The living wage rates are assessed by Loughborough University’s Centre for Research in Social Policy, who calculate that “people need to earn £7.45 an hour to be able to pay for food, heating and clothes, as well as to participate in a minimum level of social activity“.
For those aged over 21 working outside London, a living wage at that rate represents a modest £1.26 an hour above the minimum wage. The other way of looking at this is that the minimum wage is insufficient to allow people to “pay for food, heating and clothes, as well as to participate in a minimum level of social activity“. Can that really be acceptable? Why have a minimum wage if it doesn’t allow people to lead a basic existence of that sort?

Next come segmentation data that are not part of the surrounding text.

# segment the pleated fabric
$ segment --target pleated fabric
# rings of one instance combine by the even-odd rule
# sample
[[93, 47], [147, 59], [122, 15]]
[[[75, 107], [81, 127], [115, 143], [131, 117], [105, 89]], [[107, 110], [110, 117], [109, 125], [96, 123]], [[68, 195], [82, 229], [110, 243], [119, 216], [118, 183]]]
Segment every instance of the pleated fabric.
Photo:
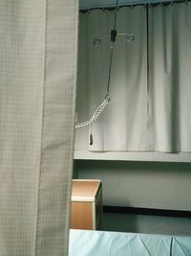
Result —
[[[76, 112], [77, 122], [90, 117], [103, 101], [110, 63], [110, 35], [114, 27], [113, 11], [91, 11], [79, 19], [79, 57]], [[144, 151], [147, 144], [147, 33], [146, 9], [121, 8], [117, 12], [117, 33], [130, 33], [134, 41], [117, 35], [114, 50], [111, 101], [93, 124], [92, 146], [89, 128], [76, 129], [75, 150]]]
[[[75, 150], [191, 151], [191, 4], [120, 8], [114, 51], [111, 101], [89, 128], [76, 130]], [[147, 15], [148, 14], [148, 15]], [[114, 11], [80, 14], [77, 122], [92, 117], [107, 88]]]
[[149, 9], [151, 148], [191, 151], [191, 3]]
[[67, 255], [78, 3], [2, 0], [0, 255]]

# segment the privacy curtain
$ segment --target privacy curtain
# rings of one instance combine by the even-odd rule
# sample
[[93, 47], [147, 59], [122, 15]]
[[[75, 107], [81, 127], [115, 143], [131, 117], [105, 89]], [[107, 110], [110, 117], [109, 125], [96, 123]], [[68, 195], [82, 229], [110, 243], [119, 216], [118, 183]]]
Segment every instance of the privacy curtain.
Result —
[[76, 0], [0, 3], [0, 255], [67, 255]]
[[[111, 80], [111, 101], [93, 125], [76, 130], [75, 150], [124, 151], [191, 151], [191, 4], [121, 8]], [[148, 14], [148, 15], [147, 15]], [[91, 117], [107, 84], [109, 34], [114, 12], [80, 14], [77, 122]]]
[[[110, 34], [113, 11], [80, 13], [76, 112], [77, 122], [89, 119], [103, 101], [110, 61], [110, 38], [94, 45], [97, 36]], [[111, 101], [93, 125], [93, 146], [89, 128], [76, 129], [75, 150], [145, 150], [147, 141], [147, 54], [146, 9], [121, 8], [117, 13], [118, 33], [132, 33], [136, 39], [117, 37], [111, 76]]]
[[191, 151], [191, 3], [149, 9], [151, 148]]

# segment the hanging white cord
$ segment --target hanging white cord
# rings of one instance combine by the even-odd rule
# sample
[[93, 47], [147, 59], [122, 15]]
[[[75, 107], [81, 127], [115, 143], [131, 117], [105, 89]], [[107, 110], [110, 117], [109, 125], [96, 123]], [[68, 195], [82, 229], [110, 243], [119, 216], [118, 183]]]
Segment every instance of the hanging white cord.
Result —
[[114, 29], [111, 31], [111, 43], [110, 43], [111, 54], [110, 54], [110, 63], [109, 63], [109, 71], [108, 71], [108, 82], [107, 82], [106, 95], [104, 97], [103, 102], [97, 106], [97, 108], [93, 113], [92, 118], [90, 118], [89, 120], [85, 122], [75, 124], [75, 128], [90, 126], [90, 128], [89, 128], [90, 145], [93, 145], [92, 124], [97, 120], [97, 118], [103, 112], [103, 110], [105, 109], [106, 105], [109, 104], [109, 101], [110, 101], [110, 94], [109, 94], [110, 93], [110, 80], [111, 80], [111, 72], [112, 72], [114, 43], [115, 43], [116, 36], [117, 36], [116, 26], [117, 26], [117, 9], [118, 9], [118, 0], [117, 0], [117, 5], [116, 5]]

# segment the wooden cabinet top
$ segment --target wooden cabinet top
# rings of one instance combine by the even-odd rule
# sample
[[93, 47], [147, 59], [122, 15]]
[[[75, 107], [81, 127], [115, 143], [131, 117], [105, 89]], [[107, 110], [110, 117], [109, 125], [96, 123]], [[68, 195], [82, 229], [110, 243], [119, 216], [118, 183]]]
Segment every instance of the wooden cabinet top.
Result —
[[73, 179], [72, 201], [95, 201], [100, 184], [99, 179]]

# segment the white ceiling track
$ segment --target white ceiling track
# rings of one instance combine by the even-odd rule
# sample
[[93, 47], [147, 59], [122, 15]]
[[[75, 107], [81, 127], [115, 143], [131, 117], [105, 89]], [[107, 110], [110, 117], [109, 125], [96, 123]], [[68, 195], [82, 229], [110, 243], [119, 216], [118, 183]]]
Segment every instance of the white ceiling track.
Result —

Miliband’s proposal would mean taxpayers further subsidising employers who aren’t prepared to pay this minimum, just like parts of the tax credit system did. Effectively, those employers would still be paying below the living wage but we’d be making up part of the difference. It’s an inadequate and pathetic response to a crisis in living standards.
Instead, government should just be setting the minimum wage at the living wage level, not fudging it like this or gently pressuring companies to do the right thing. Not only would it be a redistributive pay rise for the lowest-paid in society (and make the siren voices of the ‘kippers less appealing) but, as Darren Johnson points out here, it’d save taxpayers an estimated £2.2bn. It’s a decent test of a party that claims to be of the left, too: back this, or give up your claim.